We can't reduce the risks of these to zero but we can reduce them to negligible levels.

Lets consider case 1 first. I don't know a good way to find the total number of addresses that have ever been used but we can get an upper bound by taking the size of the blockchain and dividing it by the size of an address. The blockchain is now about 150GB, divide that by 20 gives us an upper bound of about 7.5 billion addresses. 7.5 billion is approximately $2^{33}$. In reality the blockchain contains a lot more than just addresess and so I expect the real number is going to be lower than this since the blockchain carries a bunch of stuff other than addreses.

The probability of an accidental collision can now be approximated by the equation.

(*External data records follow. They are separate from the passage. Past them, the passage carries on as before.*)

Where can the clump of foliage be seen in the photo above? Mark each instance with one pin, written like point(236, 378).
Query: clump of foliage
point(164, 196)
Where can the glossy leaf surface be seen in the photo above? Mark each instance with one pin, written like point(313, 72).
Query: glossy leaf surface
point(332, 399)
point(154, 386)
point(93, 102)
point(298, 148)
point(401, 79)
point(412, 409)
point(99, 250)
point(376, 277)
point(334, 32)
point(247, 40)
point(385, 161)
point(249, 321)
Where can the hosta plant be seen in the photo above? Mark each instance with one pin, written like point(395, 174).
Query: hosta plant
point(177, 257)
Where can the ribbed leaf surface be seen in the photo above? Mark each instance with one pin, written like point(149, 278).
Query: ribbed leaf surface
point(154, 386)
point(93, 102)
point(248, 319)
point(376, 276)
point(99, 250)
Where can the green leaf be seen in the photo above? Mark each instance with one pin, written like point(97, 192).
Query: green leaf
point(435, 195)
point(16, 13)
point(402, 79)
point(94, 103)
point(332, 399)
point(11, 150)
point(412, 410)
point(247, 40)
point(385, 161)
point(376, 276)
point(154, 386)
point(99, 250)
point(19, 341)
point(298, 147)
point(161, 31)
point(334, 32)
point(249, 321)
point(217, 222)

$$p \approx \frac{n^2}{2m}$$

If we assume there are $2^{33}$ addresses in use and we assume that the hash function is uniform then the chance of an inadvertent collision is.

$$p \approx \frac{2^{66}}{2^{161}} = \frac{1}{2^{95}}$$


Now onto the malicious side. The malicious actor is attempting to find an address collision with an "unspent" output. Finding a collision with an output that has already been spent doesn't help him.

According to https://blockchain.info/charts/utxo-count there are about 67 million unspent outputs. 67 million is approximately $2^{26}$ so the probability of the attackers hash matching an existing unspent output is about $\frac{1}{2^{133}}$.

Now of course the attacker can try many times. Lets assume that generating an address takes the same effort as attempting to hash a block (in reality it takes more). Lets assume that the attacker has as much hashing power as the whole bitcoin network put together and that they run their attack for a century. The total bitcoin network hashrate is about $2^{64}$ hashes per second and there are about $2^{32}$ seconds in a century.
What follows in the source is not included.